Heart Choices: Fitness Friday ~ Fitness Basics -->

Theme Layout

Boxed or Wide or Framed

Theme Translation

Display Featured Slider

Featured Slider Styles

Display Grid Slider

Grid Slider Styles

Display Trending Posts

Display Author Bio

Display Instagram Footer

Dark or Light Style

Fitness Friday ~ Fitness Basics


On this Fitness Friday, Sandy of God Speaks Today and I will be sharing some basics about getting in shape and establishing a healthier lifestyle.

Remember, it's not about a diet or quick weight loss formula. It's about beginning to establish healthy lifestyle habits that you can live with from now on.

This takes time but ...it's well worth the effort.

I guarantee that you'll feel better, have more energy and your clothes will fit and look so much better. And that's a good thing!


Sometimes it's just good to review a few basics.

An exercise program should include:

5-10 minutes of warm-up exercise like stretching
  • 30-60 minute aerobic (cardio) that might include an activity like running, walking, bicycling or swimming.

  • 5-10 minutes of cooling down such as stretching

  • Strength training exercises at least three times a week
Here are a few key points to remember:
  • Endurance exercise is the best type of exercise to get your body burning fat. As your fitness level improves, your body is able to burn greater amounts of fat.

  • Exercise burns calories. If you walked 40-60 minutes or jogged 30 minutes you would burn about 300-500 calories. If you did this three times a week, you would lose about a pound of fat in three weeks simply by exercising.

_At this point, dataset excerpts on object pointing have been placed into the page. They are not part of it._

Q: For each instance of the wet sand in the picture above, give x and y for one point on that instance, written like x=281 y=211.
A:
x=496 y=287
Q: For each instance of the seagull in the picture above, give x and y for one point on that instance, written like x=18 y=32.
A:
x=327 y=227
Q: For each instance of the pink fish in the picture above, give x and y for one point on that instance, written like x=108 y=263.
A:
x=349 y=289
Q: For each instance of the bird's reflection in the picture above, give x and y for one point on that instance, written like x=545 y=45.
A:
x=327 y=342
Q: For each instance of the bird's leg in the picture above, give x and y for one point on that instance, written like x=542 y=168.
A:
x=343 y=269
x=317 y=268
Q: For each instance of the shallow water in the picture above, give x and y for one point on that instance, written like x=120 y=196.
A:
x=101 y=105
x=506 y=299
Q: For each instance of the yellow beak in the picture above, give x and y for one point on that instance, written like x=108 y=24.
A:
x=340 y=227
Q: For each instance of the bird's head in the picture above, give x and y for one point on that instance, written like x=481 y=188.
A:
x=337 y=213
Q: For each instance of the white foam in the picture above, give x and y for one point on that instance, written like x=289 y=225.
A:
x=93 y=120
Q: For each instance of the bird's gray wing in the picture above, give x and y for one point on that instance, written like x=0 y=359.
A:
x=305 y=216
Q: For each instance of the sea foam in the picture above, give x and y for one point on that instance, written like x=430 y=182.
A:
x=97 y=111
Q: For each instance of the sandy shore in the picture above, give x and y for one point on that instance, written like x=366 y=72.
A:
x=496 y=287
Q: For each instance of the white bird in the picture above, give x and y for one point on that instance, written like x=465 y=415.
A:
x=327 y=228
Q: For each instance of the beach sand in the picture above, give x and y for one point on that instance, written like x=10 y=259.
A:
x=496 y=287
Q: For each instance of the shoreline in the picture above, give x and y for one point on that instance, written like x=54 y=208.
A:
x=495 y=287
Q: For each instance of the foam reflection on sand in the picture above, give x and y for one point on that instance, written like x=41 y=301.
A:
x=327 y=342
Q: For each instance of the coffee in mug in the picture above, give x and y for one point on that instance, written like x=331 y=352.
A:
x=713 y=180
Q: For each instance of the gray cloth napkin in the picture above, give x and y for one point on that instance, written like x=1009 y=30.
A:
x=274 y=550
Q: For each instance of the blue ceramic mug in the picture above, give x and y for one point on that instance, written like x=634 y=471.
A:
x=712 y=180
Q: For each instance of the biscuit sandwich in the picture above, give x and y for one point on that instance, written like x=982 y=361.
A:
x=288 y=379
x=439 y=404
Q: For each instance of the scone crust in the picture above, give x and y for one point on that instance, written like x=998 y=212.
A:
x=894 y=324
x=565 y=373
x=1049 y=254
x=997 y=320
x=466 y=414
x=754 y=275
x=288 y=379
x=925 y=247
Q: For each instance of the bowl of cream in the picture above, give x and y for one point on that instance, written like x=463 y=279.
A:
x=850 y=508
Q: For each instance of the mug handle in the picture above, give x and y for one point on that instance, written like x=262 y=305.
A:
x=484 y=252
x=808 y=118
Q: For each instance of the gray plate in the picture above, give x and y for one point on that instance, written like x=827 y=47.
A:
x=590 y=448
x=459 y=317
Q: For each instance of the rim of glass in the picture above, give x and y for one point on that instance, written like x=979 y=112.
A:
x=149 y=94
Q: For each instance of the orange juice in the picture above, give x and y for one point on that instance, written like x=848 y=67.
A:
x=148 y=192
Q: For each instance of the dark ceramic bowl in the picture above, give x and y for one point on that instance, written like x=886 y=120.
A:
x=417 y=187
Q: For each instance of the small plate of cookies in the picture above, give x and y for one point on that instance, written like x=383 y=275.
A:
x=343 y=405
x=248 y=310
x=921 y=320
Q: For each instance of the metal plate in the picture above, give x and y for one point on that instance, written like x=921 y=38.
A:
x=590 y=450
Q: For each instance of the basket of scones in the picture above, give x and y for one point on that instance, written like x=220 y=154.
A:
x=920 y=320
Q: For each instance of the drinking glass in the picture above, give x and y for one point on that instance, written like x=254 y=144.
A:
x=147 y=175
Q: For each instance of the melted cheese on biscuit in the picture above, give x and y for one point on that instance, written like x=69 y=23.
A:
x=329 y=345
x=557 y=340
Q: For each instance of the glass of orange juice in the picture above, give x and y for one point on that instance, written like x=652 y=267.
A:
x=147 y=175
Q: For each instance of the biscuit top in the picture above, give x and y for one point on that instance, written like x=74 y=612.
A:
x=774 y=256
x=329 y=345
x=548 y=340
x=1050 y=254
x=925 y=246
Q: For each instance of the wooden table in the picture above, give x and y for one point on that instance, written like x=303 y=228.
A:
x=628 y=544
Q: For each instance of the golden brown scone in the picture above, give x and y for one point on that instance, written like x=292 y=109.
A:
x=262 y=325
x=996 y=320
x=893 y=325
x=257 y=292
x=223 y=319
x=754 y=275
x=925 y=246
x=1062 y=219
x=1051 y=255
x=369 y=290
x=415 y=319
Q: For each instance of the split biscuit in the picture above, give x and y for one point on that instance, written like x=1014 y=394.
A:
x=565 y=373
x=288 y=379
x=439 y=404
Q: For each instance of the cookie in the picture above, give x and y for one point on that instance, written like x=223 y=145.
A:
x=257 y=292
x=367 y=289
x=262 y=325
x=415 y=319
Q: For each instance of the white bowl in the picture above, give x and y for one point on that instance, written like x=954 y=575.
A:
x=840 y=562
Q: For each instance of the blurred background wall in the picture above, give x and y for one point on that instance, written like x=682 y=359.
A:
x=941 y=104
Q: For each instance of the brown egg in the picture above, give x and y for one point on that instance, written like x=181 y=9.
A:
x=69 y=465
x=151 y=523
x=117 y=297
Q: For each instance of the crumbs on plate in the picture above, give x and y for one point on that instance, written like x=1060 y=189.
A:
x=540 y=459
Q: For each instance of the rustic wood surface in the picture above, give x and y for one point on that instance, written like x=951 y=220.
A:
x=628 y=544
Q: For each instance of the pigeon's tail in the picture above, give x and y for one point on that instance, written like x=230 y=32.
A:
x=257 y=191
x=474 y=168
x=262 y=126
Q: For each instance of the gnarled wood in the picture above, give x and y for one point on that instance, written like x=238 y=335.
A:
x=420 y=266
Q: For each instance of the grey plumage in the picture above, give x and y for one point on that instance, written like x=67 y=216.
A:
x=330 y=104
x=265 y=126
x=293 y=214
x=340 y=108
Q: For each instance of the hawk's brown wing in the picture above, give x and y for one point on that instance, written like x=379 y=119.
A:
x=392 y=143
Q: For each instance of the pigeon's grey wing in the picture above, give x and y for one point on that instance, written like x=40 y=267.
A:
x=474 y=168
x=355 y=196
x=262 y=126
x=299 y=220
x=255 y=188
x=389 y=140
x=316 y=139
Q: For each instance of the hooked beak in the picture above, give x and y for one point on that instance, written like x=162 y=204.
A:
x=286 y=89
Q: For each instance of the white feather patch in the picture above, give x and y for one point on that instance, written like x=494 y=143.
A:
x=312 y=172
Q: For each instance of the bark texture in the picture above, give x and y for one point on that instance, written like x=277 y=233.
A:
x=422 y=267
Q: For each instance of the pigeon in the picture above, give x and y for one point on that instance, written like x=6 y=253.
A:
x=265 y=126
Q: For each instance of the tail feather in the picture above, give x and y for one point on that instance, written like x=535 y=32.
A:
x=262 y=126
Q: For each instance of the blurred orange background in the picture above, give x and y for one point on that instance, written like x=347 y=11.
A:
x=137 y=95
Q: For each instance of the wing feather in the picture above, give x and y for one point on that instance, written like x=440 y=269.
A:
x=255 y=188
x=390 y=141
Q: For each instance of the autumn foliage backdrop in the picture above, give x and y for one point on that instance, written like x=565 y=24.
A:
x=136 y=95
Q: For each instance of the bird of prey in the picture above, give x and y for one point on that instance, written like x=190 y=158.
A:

  • If you combine exercise with a reduction in calories you will lose weight quicker. By only cutting out 100 calories (one cookie) and exercising three times a week, you could lose one pound in two weeks or 20-30 pounds a year.

  • Exercising before a meal will help decrease your appetite.

  • Don't eat before exercising. After you eat, blood is diverted to your stomach to digest your food. That reduces the amount of blood and oxygen that's available to other muscles. The exception would be a diabetic who might have a small snack since exercise reduces the blood sugar.

  • Drink lots of water! Living in Phoenix, Arizona I've learned about this. We have to drink even more water than other parts of the country because of the desert and no humidity. Drink water before, during and even after exercising.

  • Wear the right clothes when you exercise. Wear loose fitting clothing in hot weather. In cold temperatures, be sure to protect your head to help contain body heat. Layered clothing is great because then you can peel off layers after warming up.

  • To get the most benefit, exercise on a regular basis. Did you know that once you stop exercising consistently, half of your endurance improvement is lost within 12 weeks? After all that hard work, don't lose the benefits you've gained.

So, hang in there and let's encourage one another as we focus on the goal. Establishing habits that you can live with for the long term is so important.

If you have any other pointers or simply want to offer encouragement, I hope you'll leave a comment.

And don't forget to visit Sandy at God Speaks Today. Sandy's the originator of Fitness Friday's and she's going to offer you a challenge. She also has a few tips to help you establish exercise as a habit.

QuickEdit
Debbie Petras
10 Comments
Share This Post :

You Might Also Like

10 comments:

  1. With self awareness and attention to what your body and mind are really telling you, you can prevent yourself from eating for the wrong reasons.And that is one step closer to achieving quick weight loss the sensible way.

    ReplyDelete
  2. Debbie:

    Love your tips. Basics are so very important. The only thing I would add is that you want to warm up your muscles a bit before you stretch. I like to do about 5 minutes of cardio, then stretch, then do my real work out. This will minimize injuries. There's nothing worse than getting all geared up to finally work out and then pulling a muscle. :)

    Have a fabulous day!!
    Sandy

    ReplyDelete
  3. Debbie,
    You are right on when you said that health is establishing a set of good habits that you can live with. You always give sage advice and this post is a great example. Thanks. OX

    ReplyDelete
  4. Thanks for the reminder of the basics.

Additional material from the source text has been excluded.